L’omelia del nostro Vescovo alla domenica delle Palme: il Puledro di Gerusalemme

19 28Dette queste cose, Gesù camminava davanti a tutti salendo verso Gerusalemme. 29Quando fu vicino a Bètfage e a Betània, presso il monte detto degli Ulivi, inviò due discepoli 30dicendo: «Andate nel villaggio di fronte; entrando, troverete un puledro legato, sul quale non è mai salito nessuno.

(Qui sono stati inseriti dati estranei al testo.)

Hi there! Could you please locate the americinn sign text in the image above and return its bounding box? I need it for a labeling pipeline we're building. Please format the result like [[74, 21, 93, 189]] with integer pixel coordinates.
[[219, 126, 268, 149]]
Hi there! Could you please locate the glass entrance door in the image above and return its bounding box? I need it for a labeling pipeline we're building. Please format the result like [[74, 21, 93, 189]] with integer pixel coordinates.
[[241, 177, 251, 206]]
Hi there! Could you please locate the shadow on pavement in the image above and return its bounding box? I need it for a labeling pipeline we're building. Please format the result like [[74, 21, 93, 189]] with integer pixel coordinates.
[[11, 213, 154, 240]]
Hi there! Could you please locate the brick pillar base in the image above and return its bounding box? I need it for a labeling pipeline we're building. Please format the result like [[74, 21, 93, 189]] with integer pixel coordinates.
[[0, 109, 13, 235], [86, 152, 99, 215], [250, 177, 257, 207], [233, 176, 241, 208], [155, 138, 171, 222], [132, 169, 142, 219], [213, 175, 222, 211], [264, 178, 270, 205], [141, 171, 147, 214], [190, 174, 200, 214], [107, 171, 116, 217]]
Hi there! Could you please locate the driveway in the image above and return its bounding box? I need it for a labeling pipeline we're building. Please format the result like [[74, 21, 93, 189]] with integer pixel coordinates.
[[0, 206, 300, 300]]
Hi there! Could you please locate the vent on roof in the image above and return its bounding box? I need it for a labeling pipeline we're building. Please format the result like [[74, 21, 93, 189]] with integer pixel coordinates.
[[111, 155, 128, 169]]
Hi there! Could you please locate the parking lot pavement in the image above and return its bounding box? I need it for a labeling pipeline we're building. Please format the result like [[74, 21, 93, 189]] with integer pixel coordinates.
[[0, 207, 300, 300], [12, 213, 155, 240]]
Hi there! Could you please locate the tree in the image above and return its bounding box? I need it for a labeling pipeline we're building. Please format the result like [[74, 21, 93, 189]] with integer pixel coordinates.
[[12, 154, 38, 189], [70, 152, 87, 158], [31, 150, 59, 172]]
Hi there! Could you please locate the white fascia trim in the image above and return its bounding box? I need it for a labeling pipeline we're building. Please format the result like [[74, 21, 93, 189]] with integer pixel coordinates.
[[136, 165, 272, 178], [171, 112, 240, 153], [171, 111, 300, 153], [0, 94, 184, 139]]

Slegatelo e conducetelo qui. 31E se qualcuno vi domanda: “Perché lo slegate?”, risponderete così: “Il Signore ne ha bisogno”». 32Gli inviati andarono e trovarono come aveva loro detto. 33Mentre slegavano il puledro, i proprietari dissero loro: «Perché slegate il puledro?». 34Essi risposero: «Il Signore ne ha bisogno». 35Lo condussero allora da Gesù; e gettati i loro mantelli sul puledro, vi fecero salire Gesù. 36Mentre egli avanzava, stendevano i loro mantelli sulla strada. 37Era ormai vicino alla discesa del monte degli Ulivi, quando tutta la folla dei discepoli, pieni di gioia, cominciò a lodare Dio a gran voce per tutti i prodigi che avevano veduto, 38dicendo: «Benedetto colui che viene, il re, nel nome del Signore. Pace in cielo e gloria nel più alto dei cieli!». 39Alcuni farisei tra la folla gli dissero: «Maestro, rimprovera i tuoi discepoli». 40Ma egli rispose: «Io vi dico che, se questi taceranno, grideranno le pietre».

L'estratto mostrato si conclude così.